The following are comments submitted by my readers.

  • From Scott Hearon on 2014-04-07 at 11:35am:
    Some decent psychological drama in this one, and it was interesting to see Kirk rather unhinged for reasons other than being manipulated by something other than his own psyche.

    My problems with this one stem from some of the science. I'm no medical, physics, or chemistry expert, but the writer(s) seemed to play pretty fast and loose with just how the creature was composed and what its capabilities were, in order to suit the drama of the story. If the thing is composed of electricity and basic elements and compounds, why would it require human blood to sustain itself? How, exactly, it is able to maintain its composition in the vaccum of space as it's "surfing" on magnetic waves?
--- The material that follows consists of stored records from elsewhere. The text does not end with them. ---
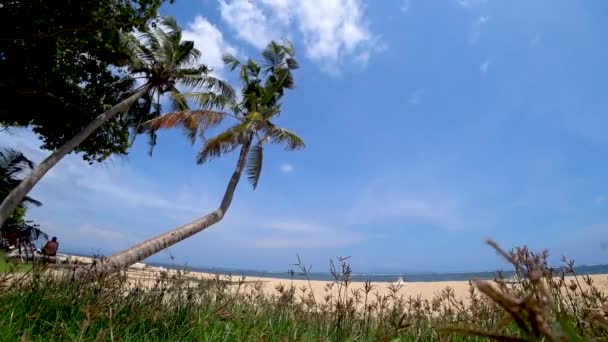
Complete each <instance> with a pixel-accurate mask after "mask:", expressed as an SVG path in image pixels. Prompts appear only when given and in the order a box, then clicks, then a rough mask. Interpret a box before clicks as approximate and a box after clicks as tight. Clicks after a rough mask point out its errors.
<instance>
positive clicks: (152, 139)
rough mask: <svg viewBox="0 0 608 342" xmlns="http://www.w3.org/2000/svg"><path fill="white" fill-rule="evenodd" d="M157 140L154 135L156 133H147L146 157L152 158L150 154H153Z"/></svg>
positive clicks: (152, 131)
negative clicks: (147, 139)
mask: <svg viewBox="0 0 608 342" xmlns="http://www.w3.org/2000/svg"><path fill="white" fill-rule="evenodd" d="M157 138H158V136H157V135H156V131H148V155H149V156H150V157H152V153H154V147H156V139H157Z"/></svg>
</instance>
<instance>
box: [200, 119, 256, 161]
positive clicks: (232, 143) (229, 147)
mask: <svg viewBox="0 0 608 342" xmlns="http://www.w3.org/2000/svg"><path fill="white" fill-rule="evenodd" d="M248 127H249V124H248V123H241V124H238V125H236V126H232V127H231V128H229V129H228V130H226V131H224V132H222V133H220V134H218V135H216V136H215V137H213V138H210V139H208V140H206V141H205V143H204V144H203V147H202V148H201V150H200V151H199V153H198V156H197V160H196V162H197V163H198V164H203V163H206V162H207V161H209V160H211V159H213V158H217V157H219V156H221V155H222V154H225V153H229V152H232V151H234V150H235V149H236V148H237V147H238V146H239V145H240V144H242V143H243V141H244V139H246V137H245V134H246V132H247V128H248Z"/></svg>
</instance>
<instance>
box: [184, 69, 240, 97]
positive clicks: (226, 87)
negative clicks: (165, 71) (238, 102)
mask: <svg viewBox="0 0 608 342" xmlns="http://www.w3.org/2000/svg"><path fill="white" fill-rule="evenodd" d="M178 82H180V83H181V84H183V85H185V86H188V87H192V88H194V89H200V90H202V91H205V92H211V93H215V94H218V95H220V96H222V97H223V98H224V99H225V100H226V102H227V103H234V102H236V92H235V91H234V88H232V86H231V85H230V84H229V83H228V82H226V81H224V80H222V79H220V78H217V77H213V76H209V75H179V77H178Z"/></svg>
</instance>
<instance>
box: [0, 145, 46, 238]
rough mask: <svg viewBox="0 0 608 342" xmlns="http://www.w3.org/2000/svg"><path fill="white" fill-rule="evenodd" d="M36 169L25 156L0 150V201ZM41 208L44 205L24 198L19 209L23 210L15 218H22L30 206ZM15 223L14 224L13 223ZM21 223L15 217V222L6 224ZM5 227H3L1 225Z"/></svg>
mask: <svg viewBox="0 0 608 342" xmlns="http://www.w3.org/2000/svg"><path fill="white" fill-rule="evenodd" d="M33 168H34V163H33V162H32V161H31V160H29V159H28V158H27V157H25V156H24V155H23V153H21V152H19V151H16V150H13V149H10V148H2V149H0V200H3V199H4V198H5V197H6V196H8V194H9V193H10V192H11V191H12V190H13V189H14V188H15V187H17V186H18V185H19V183H20V182H21V180H22V178H21V177H22V176H24V175H25V174H26V173H27V172H28V171H30V170H32V169H33ZM28 204H31V205H35V206H40V205H42V203H40V202H39V201H37V200H35V199H33V198H31V197H29V196H24V197H23V198H22V199H21V201H20V202H19V204H18V205H17V207H18V208H20V209H21V210H20V211H19V213H15V215H12V216H9V218H11V219H12V218H13V216H19V217H22V216H23V215H22V213H23V212H25V207H26V206H27V205H28ZM12 221H14V222H12ZM17 221H21V220H20V219H17V218H16V217H15V220H8V221H7V222H6V223H15V222H17ZM0 227H3V225H0Z"/></svg>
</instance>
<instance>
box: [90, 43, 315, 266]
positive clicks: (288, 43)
mask: <svg viewBox="0 0 608 342" xmlns="http://www.w3.org/2000/svg"><path fill="white" fill-rule="evenodd" d="M294 54H295V52H294V49H293V47H292V45H291V43H289V42H285V43H284V44H277V43H275V42H271V43H270V44H269V45H268V46H267V47H266V49H265V50H264V51H263V54H262V56H263V63H262V64H261V65H260V64H259V63H257V62H255V61H253V60H249V61H248V62H247V63H241V62H240V61H238V60H237V59H236V58H234V57H233V56H229V55H227V56H224V61H225V62H226V63H227V65H228V66H229V68H230V69H231V70H234V69H236V68H239V67H240V78H241V81H242V83H243V88H242V100H241V101H240V102H239V103H237V102H235V101H234V100H232V99H226V98H221V96H218V95H216V94H209V93H198V94H195V93H192V94H186V95H184V96H183V98H184V99H187V100H189V101H195V102H197V103H198V104H200V105H201V106H202V107H208V106H209V104H213V103H223V104H225V106H224V108H228V109H230V112H218V111H207V110H200V111H189V110H188V111H177V112H172V113H169V114H165V115H163V116H161V117H159V118H156V119H153V120H151V121H149V122H147V123H146V127H147V128H148V129H149V130H151V131H156V130H158V129H162V128H173V127H181V128H183V129H185V130H186V132H187V133H188V135H189V136H191V137H196V136H199V135H201V133H204V132H205V131H206V130H207V129H209V128H211V127H215V126H217V125H219V124H220V123H221V122H222V121H223V120H224V119H226V118H231V119H233V120H234V121H236V123H235V124H234V125H232V126H230V127H229V128H228V129H226V130H224V131H222V132H221V133H219V134H218V135H216V136H214V137H212V138H209V139H205V140H204V143H203V146H202V148H201V150H200V152H199V153H198V158H197V161H198V163H199V164H202V163H205V162H207V161H209V160H211V159H212V158H216V157H220V156H221V155H223V154H226V153H229V152H232V151H235V150H236V149H238V148H239V147H240V152H239V157H238V161H237V164H236V167H235V169H234V172H233V173H232V177H231V178H230V181H229V182H228V185H227V187H226V190H225V193H224V196H223V198H222V200H221V202H220V205H219V207H218V208H217V209H216V210H214V211H212V212H211V213H209V214H207V215H205V216H203V217H201V218H200V219H197V220H195V221H193V222H191V223H188V224H185V225H183V226H181V227H178V228H175V229H173V230H170V231H168V232H166V233H164V234H162V235H159V236H157V237H155V238H152V239H150V240H147V241H144V242H142V243H140V244H138V245H135V246H133V247H131V248H129V249H127V250H125V251H123V252H120V253H117V254H115V255H113V256H110V257H109V258H108V259H106V260H105V261H106V262H105V263H104V266H102V269H104V270H111V269H117V268H118V269H120V268H125V267H128V266H130V265H132V264H134V263H136V262H138V261H141V260H144V259H146V258H147V257H149V256H151V255H153V254H155V253H158V252H160V251H162V250H163V249H165V248H167V247H169V246H172V245H174V244H176V243H178V242H180V241H182V240H184V239H186V238H188V237H190V236H192V235H194V234H196V233H198V232H201V231H203V230H204V229H206V228H208V227H209V226H211V225H213V224H215V223H217V222H219V221H220V220H222V218H223V217H224V215H225V214H226V212H227V211H228V208H229V207H230V203H231V202H232V197H233V195H234V191H235V189H236V186H237V184H238V182H239V180H240V178H241V174H242V173H243V171H245V172H246V174H247V176H248V179H249V181H250V183H251V185H252V186H253V188H254V189H255V188H256V187H257V185H258V181H259V179H260V173H261V171H262V159H263V151H264V149H263V146H264V144H265V143H268V142H273V143H279V144H283V145H285V148H286V149H287V150H297V149H300V148H303V147H304V142H303V141H302V139H300V138H299V137H298V136H296V135H295V134H294V133H292V132H290V131H288V130H286V129H283V128H280V127H277V126H275V125H274V124H273V123H272V121H271V120H272V119H274V118H275V117H277V116H278V115H279V114H280V113H281V99H282V97H283V93H284V90H285V89H292V88H293V87H294V81H293V75H292V70H293V69H296V68H297V67H298V65H297V63H296V61H295V59H294Z"/></svg>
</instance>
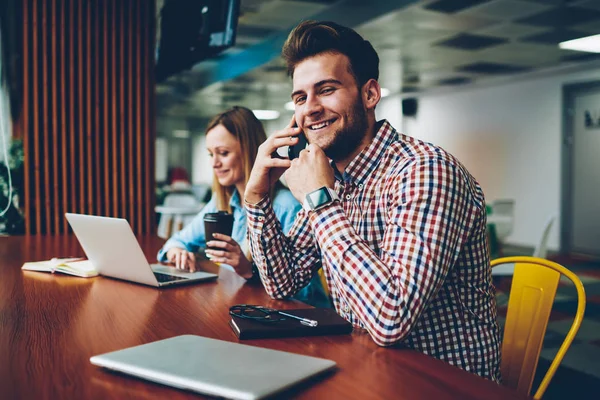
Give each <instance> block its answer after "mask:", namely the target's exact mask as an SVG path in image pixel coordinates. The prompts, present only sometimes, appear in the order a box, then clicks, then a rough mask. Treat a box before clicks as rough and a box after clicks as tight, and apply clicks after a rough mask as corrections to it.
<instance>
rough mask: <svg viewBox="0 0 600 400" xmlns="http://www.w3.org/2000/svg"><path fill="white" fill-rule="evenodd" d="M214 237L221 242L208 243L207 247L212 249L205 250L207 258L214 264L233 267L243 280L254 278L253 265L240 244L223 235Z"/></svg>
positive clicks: (214, 237) (233, 268)
mask: <svg viewBox="0 0 600 400" xmlns="http://www.w3.org/2000/svg"><path fill="white" fill-rule="evenodd" d="M213 237H214V238H216V239H219V240H211V241H210V242H208V243H206V246H207V247H208V246H210V247H212V248H211V249H209V248H207V249H206V250H205V251H206V255H207V257H209V258H210V260H211V261H213V262H217V263H223V264H228V265H231V266H232V267H233V269H235V272H237V274H238V275H240V276H241V277H242V278H245V279H250V278H252V263H251V262H250V261H248V259H247V258H246V256H245V255H244V252H243V251H242V248H241V247H240V245H239V244H238V242H236V241H235V240H233V239H232V238H231V237H230V236H227V235H223V234H222V233H214V234H213Z"/></svg>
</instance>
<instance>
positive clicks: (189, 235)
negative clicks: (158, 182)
mask: <svg viewBox="0 0 600 400" xmlns="http://www.w3.org/2000/svg"><path fill="white" fill-rule="evenodd" d="M229 205H230V206H231V210H232V211H233V231H232V233H231V237H232V238H233V240H235V241H236V242H238V244H239V245H240V247H241V248H242V251H244V253H246V250H247V249H248V248H249V246H248V245H247V244H246V209H245V208H244V206H243V205H242V203H241V199H240V195H239V193H238V192H237V190H235V191H234V192H233V196H231V200H230V201H229ZM301 208H302V206H301V205H300V203H298V201H296V199H295V198H294V196H292V193H291V192H290V191H289V190H287V189H280V190H278V191H277V192H276V193H275V197H274V199H273V211H275V215H276V216H277V219H278V220H279V222H280V223H281V228H282V230H283V232H285V233H287V232H288V231H289V230H290V229H291V228H292V225H293V224H294V221H295V220H296V214H297V213H298V211H300V209H301ZM217 211H219V210H217V203H216V200H215V198H214V197H213V198H212V199H211V200H210V201H209V202H208V203H207V204H206V206H204V208H203V209H202V211H200V212H199V213H198V215H196V216H195V217H194V219H193V220H192V221H191V222H190V223H189V224H188V225H186V227H185V228H183V229H182V230H181V231H179V232H177V233H176V234H175V235H173V236H172V237H171V238H170V239H169V240H167V242H166V243H165V245H164V246H163V247H162V249H160V251H159V252H158V256H157V259H158V261H161V262H166V261H167V251H169V249H171V248H173V247H179V248H183V249H186V250H187V251H189V252H192V253H196V252H198V251H199V250H200V249H203V248H205V247H206V238H205V233H204V215H205V214H207V213H214V212H217ZM228 267H229V266H228ZM230 268H231V267H230ZM293 298H294V299H296V300H300V301H302V302H304V303H307V304H310V305H313V306H316V307H331V302H330V301H329V298H328V297H327V295H326V294H325V291H324V290H323V286H322V284H321V280H320V278H319V275H318V274H315V275H314V276H313V277H312V279H311V281H310V283H309V284H308V285H307V286H306V287H304V288H303V289H302V290H300V291H299V292H297V293H296V294H295V295H294V297H293Z"/></svg>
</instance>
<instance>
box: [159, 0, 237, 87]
mask: <svg viewBox="0 0 600 400" xmlns="http://www.w3.org/2000/svg"><path fill="white" fill-rule="evenodd" d="M239 12H240V0H165V1H164V5H163V7H162V9H161V11H160V39H159V41H158V48H157V52H156V55H157V59H156V80H157V82H161V81H163V80H165V79H166V78H167V77H169V76H171V75H173V74H176V73H178V72H180V71H183V70H186V69H189V68H191V67H192V66H193V65H194V64H196V63H198V62H200V61H202V60H205V59H207V58H210V57H214V56H215V55H217V54H218V53H220V52H221V51H223V50H225V49H226V48H228V47H231V46H233V45H234V44H235V34H236V30H237V21H238V16H239Z"/></svg>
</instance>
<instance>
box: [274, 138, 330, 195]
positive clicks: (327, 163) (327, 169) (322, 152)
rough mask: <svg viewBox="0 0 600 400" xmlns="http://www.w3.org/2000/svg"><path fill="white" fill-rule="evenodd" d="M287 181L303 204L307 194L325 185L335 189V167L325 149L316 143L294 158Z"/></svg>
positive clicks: (286, 175) (285, 175)
mask: <svg viewBox="0 0 600 400" xmlns="http://www.w3.org/2000/svg"><path fill="white" fill-rule="evenodd" d="M285 181H286V183H287V184H288V186H289V188H290V190H291V192H292V194H293V195H294V197H295V198H296V200H298V201H299V202H300V204H302V203H303V202H304V198H305V197H306V195H307V194H308V193H310V192H312V191H314V190H317V189H319V188H321V187H323V186H327V187H330V188H332V189H333V185H334V182H335V179H334V177H333V168H332V167H331V165H330V164H329V159H328V158H327V156H326V155H325V153H324V152H323V150H322V149H321V148H320V147H319V146H317V145H316V144H311V145H309V146H308V147H307V148H306V149H305V150H302V151H301V152H300V156H299V157H298V158H296V159H295V160H292V162H291V166H290V168H289V169H288V170H287V171H286V173H285Z"/></svg>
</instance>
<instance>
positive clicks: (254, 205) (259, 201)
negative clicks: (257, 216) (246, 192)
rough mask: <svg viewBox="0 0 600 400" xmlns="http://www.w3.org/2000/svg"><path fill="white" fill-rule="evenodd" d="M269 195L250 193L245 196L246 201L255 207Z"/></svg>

    At this point, I'm growing weary of Kirk's smug little smiles, coming as they often do in oddly inappropriate places. In this episode, it's when Spock agrees that the creature is, in fact, intelligent. Kirk all but rubs it in his "friend" McCoy's face by giving him his little crap-eating grin. It's a petty little habit of the character (perhaps an addition by Shatner) and completely out of place in the middle of his obsessive compulsive hunting of this creature that's been haunting him for 11 years. It's far from the first time, and I presume far from the last time, that he's done it.
  • From Rick on 2015-08-06 at 5:01am:

    Kirk and Garrovick were needed by the weapon in order to confirm that the entity was there. I believe a few times during the episode the characters mentioned that scanning for the creature from orbit was practically impossible.
  • From Chris Long on 2017-11-09 at 6:38pm:
    The stuff I find irritating about this episode is that Kirk repeatedly tells his pals everything they need to know about the creature and yet they continue to disbelieve him and view him as being some kind of crack-pot.

    I'm also always annoyed at how his logic works when it comes to who will perform the dangerous task at hand... In this case, it's, "If this plan fails, I want you to be on the Enterprise." This, after Spock's perfectly logical reason (little iron in his blood) for being the one to go down to the surface to detonate the bomb.